目指すところは〝三方良し〟

省庁連携による「持続可能な物流の実現に向けた検討会」で中間とりまとめ案が示された。昨年9月2日の初会合から業界団体、事業者のヒアリングと議論を重ね、5回目の会合で具体的な政策の方向性を示した。
現状課題を把握する中で、NX総研が改正改善基準告示による3300時間の運用で14%の輸送が不足するという試算や、政策面で既存のガイドラインでは効力が弱く、類似法令を参考に規制的措置を講じるとの方向付けは大きなインパクトがある。それだけ物流事業者のみならず荷主、社会全体でも物が運べない危機意識が深刻化している表れだろう。
今後、荷主団体等にヒアリングし、5~6月にもKPIなどより明確な目標数値を立てて最終取りまとめを公表する考えだ。〝2024年問題〟が現実のもとして迫る中、示した政策が法令等に反映されるよう迅速な対応が求められる。
荷主の物流改善を促すより実効性ある措置として、類似法令を参考に規定する考えだが、例えば経営者層の意識改革では、省エネ法のエネルギー使用の改善に係る業務管理者の選任をあげる。また、待機・荷役時間や納品回数・リードタイムなど改善計画についても、省エネ法の中長期計画の作成や定期報告に係る規定を参考とするなどより明確に方向付けている。
一方でトラック運送業界の多重下請構造の是正については、一括下請の禁止など建設業法の例をあげるが、業界特性の配慮が必要とし、まず多重下請の現状や、契約と実際の業務内容の関係を調査した上で必要な措置を講じるとしている。
荷主の中でもとくに着荷主の物流改善が急がれる。検討会の議論でも多くの意見が聞かれる。
第4回の会合で示した骨子案に対し小売り4団体が意見表明した。「国の政策の対象となることについては、その選定と措置内容に係る十分な実態把握に基づく根拠と必要性」を求めた。様ざまなサプライチェーンを俯瞰し、どこにどのような問題がどの程度存在するのかを把握すべきとした。
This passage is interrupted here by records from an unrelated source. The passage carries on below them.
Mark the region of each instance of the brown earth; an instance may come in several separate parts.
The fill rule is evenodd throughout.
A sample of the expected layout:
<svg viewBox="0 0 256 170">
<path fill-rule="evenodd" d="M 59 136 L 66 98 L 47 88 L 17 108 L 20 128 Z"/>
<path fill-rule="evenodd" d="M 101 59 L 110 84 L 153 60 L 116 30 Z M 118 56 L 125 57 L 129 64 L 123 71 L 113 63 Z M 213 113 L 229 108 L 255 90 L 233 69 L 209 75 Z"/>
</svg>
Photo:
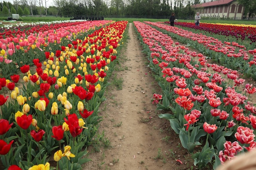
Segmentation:
<svg viewBox="0 0 256 170">
<path fill-rule="evenodd" d="M 123 53 L 126 60 L 121 66 L 124 69 L 114 73 L 124 80 L 122 89 L 117 90 L 113 85 L 108 88 L 99 113 L 103 120 L 98 136 L 103 131 L 102 145 L 108 141 L 111 147 L 89 147 L 88 158 L 92 161 L 84 165 L 83 170 L 188 169 L 193 163 L 188 158 L 190 155 L 169 122 L 158 117 L 160 113 L 150 102 L 161 89 L 146 66 L 132 24 L 129 25 L 130 39 Z"/>
<path fill-rule="evenodd" d="M 111 85 L 106 91 L 107 100 L 99 113 L 103 120 L 95 144 L 88 148 L 92 161 L 84 165 L 83 170 L 193 169 L 191 155 L 182 148 L 169 122 L 158 117 L 162 113 L 150 102 L 153 94 L 161 93 L 161 89 L 146 67 L 132 24 L 128 28 L 130 39 L 122 53 L 126 60 L 114 73 L 116 78 L 123 80 L 122 89 Z M 246 83 L 255 85 L 249 79 Z M 250 100 L 256 101 L 256 96 L 251 95 Z"/>
</svg>

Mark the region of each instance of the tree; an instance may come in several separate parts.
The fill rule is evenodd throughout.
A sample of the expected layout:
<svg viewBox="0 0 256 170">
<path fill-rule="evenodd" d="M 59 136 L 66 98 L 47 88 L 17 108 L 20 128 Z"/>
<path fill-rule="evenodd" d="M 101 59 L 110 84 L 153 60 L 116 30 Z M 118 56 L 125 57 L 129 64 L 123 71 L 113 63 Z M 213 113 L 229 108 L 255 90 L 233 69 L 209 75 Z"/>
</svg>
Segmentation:
<svg viewBox="0 0 256 170">
<path fill-rule="evenodd" d="M 19 14 L 19 15 L 21 15 L 21 16 L 23 15 L 23 10 L 22 10 L 22 8 L 21 8 L 19 6 L 19 7 L 18 8 L 17 12 L 18 12 L 18 13 Z"/>
<path fill-rule="evenodd" d="M 29 13 L 29 10 L 28 8 L 26 7 L 24 8 L 24 10 L 23 10 L 23 13 L 25 15 L 29 15 L 30 14 Z"/>
<path fill-rule="evenodd" d="M 195 2 L 194 2 L 194 4 L 195 5 L 197 4 L 199 4 L 200 3 L 200 0 L 195 0 Z"/>
<path fill-rule="evenodd" d="M 245 13 L 248 14 L 248 20 L 252 14 L 256 13 L 256 0 L 238 0 L 238 3 L 244 6 Z"/>
<path fill-rule="evenodd" d="M 17 13 L 17 11 L 16 11 L 16 9 L 15 9 L 13 8 L 13 7 L 12 7 L 11 9 L 11 13 Z"/>
<path fill-rule="evenodd" d="M 3 7 L 3 9 L 2 11 L 2 13 L 5 16 L 7 16 L 9 15 L 9 10 L 8 10 L 7 7 L 6 7 L 5 5 L 4 6 L 4 7 Z"/>
</svg>

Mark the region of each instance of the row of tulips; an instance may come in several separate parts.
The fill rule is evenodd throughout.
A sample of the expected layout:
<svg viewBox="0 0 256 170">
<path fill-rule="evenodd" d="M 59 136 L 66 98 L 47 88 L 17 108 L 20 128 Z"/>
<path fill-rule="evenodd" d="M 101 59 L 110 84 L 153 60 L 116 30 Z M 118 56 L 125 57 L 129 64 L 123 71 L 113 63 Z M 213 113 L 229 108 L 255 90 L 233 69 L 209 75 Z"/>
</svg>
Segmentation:
<svg viewBox="0 0 256 170">
<path fill-rule="evenodd" d="M 205 31 L 210 33 L 234 37 L 237 40 L 242 41 L 246 38 L 251 41 L 250 44 L 256 42 L 256 26 L 254 25 L 230 24 L 211 24 L 201 23 L 197 27 L 191 22 L 175 22 L 177 25 Z"/>
<path fill-rule="evenodd" d="M 134 23 L 162 89 L 162 94 L 153 95 L 153 103 L 159 110 L 171 111 L 159 116 L 170 121 L 182 146 L 192 154 L 194 165 L 200 168 L 211 163 L 216 169 L 238 152 L 255 148 L 256 107 L 248 97 L 255 88 L 245 86 L 247 97 L 237 92 L 244 80 L 236 76 L 236 86 L 228 86 L 220 73 L 208 72 L 202 54 L 174 43 L 149 25 Z M 213 65 L 226 70 L 229 76 L 237 73 Z"/>
<path fill-rule="evenodd" d="M 75 38 L 82 38 L 79 35 L 109 22 L 101 20 L 45 23 L 2 30 L 0 36 L 0 75 L 8 78 L 12 74 L 18 73 L 19 67 L 32 64 L 33 59 L 43 60 L 42 51 L 54 51 L 59 49 L 60 45 L 67 46 L 66 42 L 70 42 L 74 35 L 78 36 Z"/>
<path fill-rule="evenodd" d="M 222 41 L 202 33 L 170 27 L 160 23 L 147 22 L 171 33 L 179 41 L 192 46 L 208 58 L 229 68 L 239 71 L 248 77 L 256 80 L 256 50 L 247 50 L 244 45 L 232 42 Z"/>
<path fill-rule="evenodd" d="M 6 169 L 79 170 L 90 161 L 86 147 L 102 120 L 99 107 L 128 22 L 108 22 L 91 34 L 77 33 L 82 39 L 71 33 L 68 45 L 55 51 L 43 50 L 44 60 L 32 60 L 34 73 L 29 65 L 19 67 L 22 80 L 17 74 L 0 78 L 0 155 Z"/>
</svg>

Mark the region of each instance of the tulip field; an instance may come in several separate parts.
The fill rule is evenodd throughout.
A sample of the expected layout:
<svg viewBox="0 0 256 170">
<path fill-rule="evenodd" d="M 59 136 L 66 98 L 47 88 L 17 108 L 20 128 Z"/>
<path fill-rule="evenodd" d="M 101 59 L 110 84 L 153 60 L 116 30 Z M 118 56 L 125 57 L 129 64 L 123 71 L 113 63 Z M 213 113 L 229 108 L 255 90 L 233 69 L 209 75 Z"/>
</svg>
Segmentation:
<svg viewBox="0 0 256 170">
<path fill-rule="evenodd" d="M 2 30 L 1 169 L 82 169 L 127 22 Z"/>
<path fill-rule="evenodd" d="M 158 110 L 171 111 L 159 117 L 169 120 L 182 146 L 192 154 L 194 165 L 203 168 L 210 163 L 216 169 L 239 153 L 255 148 L 256 108 L 249 96 L 256 89 L 244 84 L 245 79 L 240 76 L 255 79 L 256 49 L 164 23 L 134 24 L 148 66 L 162 90 L 162 94 L 153 95 L 153 103 Z M 198 29 L 204 29 L 204 25 Z M 253 35 L 247 35 L 247 38 Z M 174 43 L 173 38 L 178 42 Z M 245 42 L 252 44 L 251 40 Z M 179 42 L 201 53 L 189 50 Z M 210 64 L 208 58 L 225 62 Z M 209 67 L 213 73 L 208 71 Z M 229 82 L 224 81 L 227 77 Z M 244 93 L 238 90 L 242 86 Z"/>
<path fill-rule="evenodd" d="M 82 170 L 90 161 L 86 147 L 102 120 L 99 107 L 128 22 L 0 29 L 0 169 Z M 133 24 L 162 90 L 152 104 L 194 165 L 216 169 L 256 147 L 256 88 L 243 79 L 256 80 L 256 26 Z"/>
</svg>

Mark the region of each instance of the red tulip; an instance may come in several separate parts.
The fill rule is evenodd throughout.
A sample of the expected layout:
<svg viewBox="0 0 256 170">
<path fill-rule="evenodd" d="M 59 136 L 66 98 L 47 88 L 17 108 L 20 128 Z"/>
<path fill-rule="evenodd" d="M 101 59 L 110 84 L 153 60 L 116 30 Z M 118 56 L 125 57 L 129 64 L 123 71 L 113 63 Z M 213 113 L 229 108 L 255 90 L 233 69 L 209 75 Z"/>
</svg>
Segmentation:
<svg viewBox="0 0 256 170">
<path fill-rule="evenodd" d="M 4 135 L 6 133 L 8 130 L 11 127 L 13 123 L 9 124 L 9 121 L 5 119 L 0 119 L 0 135 Z"/>
<path fill-rule="evenodd" d="M 3 140 L 0 139 L 0 155 L 6 155 L 10 150 L 11 144 L 13 142 L 13 140 L 11 141 L 9 144 L 7 144 Z"/>
<path fill-rule="evenodd" d="M 7 99 L 9 97 L 9 96 L 4 97 L 2 95 L 0 95 L 0 106 L 3 105 L 7 101 Z"/>
<path fill-rule="evenodd" d="M 54 137 L 56 140 L 59 141 L 63 138 L 64 130 L 62 128 L 62 126 L 53 126 L 52 127 L 52 133 L 53 135 L 52 137 Z"/>
<path fill-rule="evenodd" d="M 12 81 L 15 83 L 18 83 L 20 79 L 20 75 L 18 75 L 17 74 L 14 74 L 10 76 L 10 77 Z"/>
<path fill-rule="evenodd" d="M 239 126 L 235 134 L 235 137 L 241 144 L 250 144 L 254 141 L 255 135 L 254 130 L 247 127 Z"/>
<path fill-rule="evenodd" d="M 205 122 L 203 125 L 204 130 L 208 133 L 212 133 L 217 130 L 218 127 L 216 124 L 210 125 Z"/>
<path fill-rule="evenodd" d="M 6 79 L 5 78 L 0 78 L 0 85 L 4 87 L 6 85 Z"/>
<path fill-rule="evenodd" d="M 75 137 L 81 133 L 83 128 L 79 126 L 78 119 L 75 114 L 70 114 L 68 115 L 68 119 L 64 118 L 64 121 L 68 125 L 70 132 L 73 137 Z"/>
<path fill-rule="evenodd" d="M 43 136 L 45 133 L 45 132 L 43 129 L 40 129 L 36 132 L 35 130 L 32 130 L 30 132 L 31 136 L 34 138 L 34 139 L 37 142 L 39 142 L 43 138 Z"/>
<path fill-rule="evenodd" d="M 22 169 L 16 165 L 13 165 L 10 166 L 7 170 L 22 170 Z"/>
<path fill-rule="evenodd" d="M 21 128 L 26 130 L 30 126 L 32 119 L 32 115 L 29 115 L 27 116 L 24 115 L 20 117 L 17 117 L 17 123 Z"/>
<path fill-rule="evenodd" d="M 29 65 L 24 65 L 24 66 L 20 67 L 20 71 L 23 74 L 25 74 L 25 73 L 27 73 L 29 71 Z"/>
<path fill-rule="evenodd" d="M 80 115 L 81 115 L 81 116 L 82 116 L 82 117 L 85 119 L 86 119 L 91 115 L 92 115 L 92 113 L 93 113 L 93 110 L 88 111 L 88 110 L 87 110 L 84 109 L 83 113 L 81 111 L 80 111 L 79 113 L 80 113 Z"/>
</svg>

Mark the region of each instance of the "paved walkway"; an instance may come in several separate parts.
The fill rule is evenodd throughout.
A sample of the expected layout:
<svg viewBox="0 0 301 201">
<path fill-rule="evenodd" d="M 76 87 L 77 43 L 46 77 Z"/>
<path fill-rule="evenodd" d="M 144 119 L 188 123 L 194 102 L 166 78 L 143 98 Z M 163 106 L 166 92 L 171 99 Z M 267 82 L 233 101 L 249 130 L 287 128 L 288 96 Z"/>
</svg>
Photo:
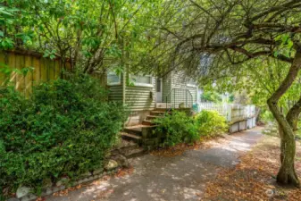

メーカーも調達物流では着荷主である。サプライチェーン全体で取引関係におけるさらなる可視化が求められる。
中間取りまとめ案には「物流事業者・荷主企業・消費者が〝三方良し〟となる社会を目指す」としている。とくに足元が厳しい物流業界としては施策の実効性と迅速さが望まれるが、持続可能とするにはそれぞれウィンウィンの関係が前提となる。